HOW TO: SELL YOUR SERVICE
Wash your truck! If needed, paint your truck! Being able to read your business name and phone number on your truck is important, especially when it's parked in front of a landscape that displays your quality work. Neighbors don't always know each other, so you can't count on them picking up the phone and calling your client to get your name.
Wear appropriate/professional clothes. This means no cut-off T-shirts, flip flops or smelly clothes. You want your customers to know you work hard, but that you are also a professional.
Use the Yellow Pages. The Internet hurt the effectiveness of Yellow Pages; however, that does not mean you should not advertise here. Be sure to include an e-mail or Web site address.
Customer referrals. If your customers tell you that you are doing a good job and are worth telling someone else about, let them. In general, people don't refer someone unless they are confident in the referral. The caveat is that you may not want to take on a referral if they are located in an area that would make your operation inefficient. An additional client in an area you are already working helps you increase profit, efficiently. Take on a client in a new area if you have been wanting to expand into that area. Increase your referrals by doing a professional job, in a professional way.

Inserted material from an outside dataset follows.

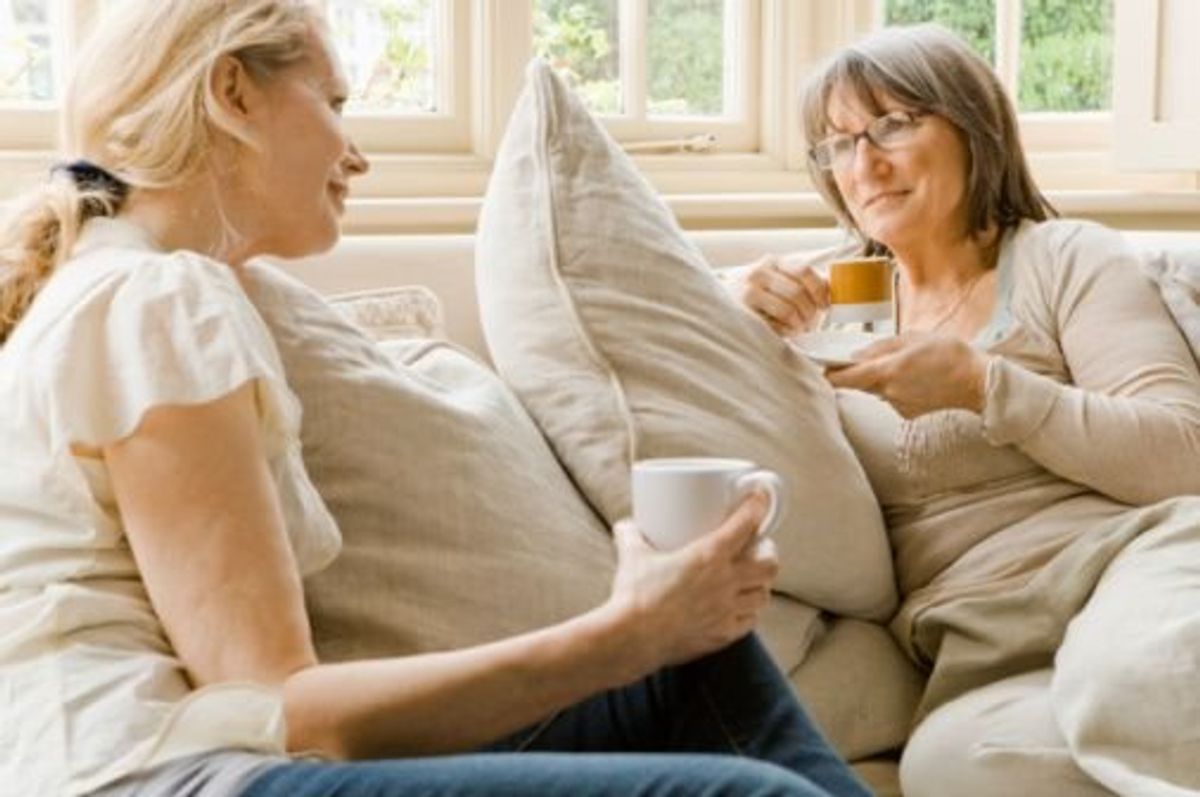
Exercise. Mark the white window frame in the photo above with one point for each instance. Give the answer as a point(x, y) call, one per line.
point(429, 172)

Road signs/bandit signs/yard signs. These are an effective way to market an area. An 18-inch by 24-inch sign is best when viewed at 30 to 50 mph. You can use smaller signs if they are placed where motorists have to stop. Blue and white are the easiest to read, however, neon signs definitely catch your eye. Be sure the neon signs are not only eye-catching, but also easily readable. The message should be no longer than five lines and include a phone number. Even if the potential client is Internet savvy, they are more likely to write down the number — it seems that many of us think we can remember the Web site address, but that doesn't always happen.
Direct mail: Send out sales letters, brochures, postcards and coupons. You can purchase address lists that are provided based on zip code or household income, to name a few categories. Be careful about offering freebies: Usually the potential clients who take you up on this offer never have paying for a service in their mind. Tie the freebies to a purchase.
Opt-in or permission-based e-mail subscriptions. Your clients agree to receive your e-mails, at no charge. This began as an effective tool, but the ever-increasing volume of spam makes it easy for these e-mails to get lost or overlooked. If you do choose to send out e-mail notices, keep them simple. Most clients won't want to wait for your page to load or to have to go to your site to see your message.
Web sites are terrific. While not everyone is hooked on the Internet, there are many people who go straight to a Web site or search engine to get more information on your business. If you've ever compiled a portfolio of your work, shown it to a potential client and seen their positive reaction, just think how many more people will be impressed when they see your work online. Be sure your Web site is high-quality and easy to navigate. If you are not Web page savvy, pay someone who is. Do your own surfing and note which pages are effective and which are not.
With each new inquiry to your service, ask the potential client if this is their first experience using a service. If not, ask why they are switching service providers. You may gain some helpful information and throw up red flags. They may be a constant price shopper. Avoid quoting a fee without seeing the site. When quotes are given, don't apologize for what you charge — you know your expenses and your bottom line. Charge accordingly. There are companies who take pride in being the most expensive service in an area, and they usually do quite well financially. The companies who take pride in charging the lowest may not be making a real profit.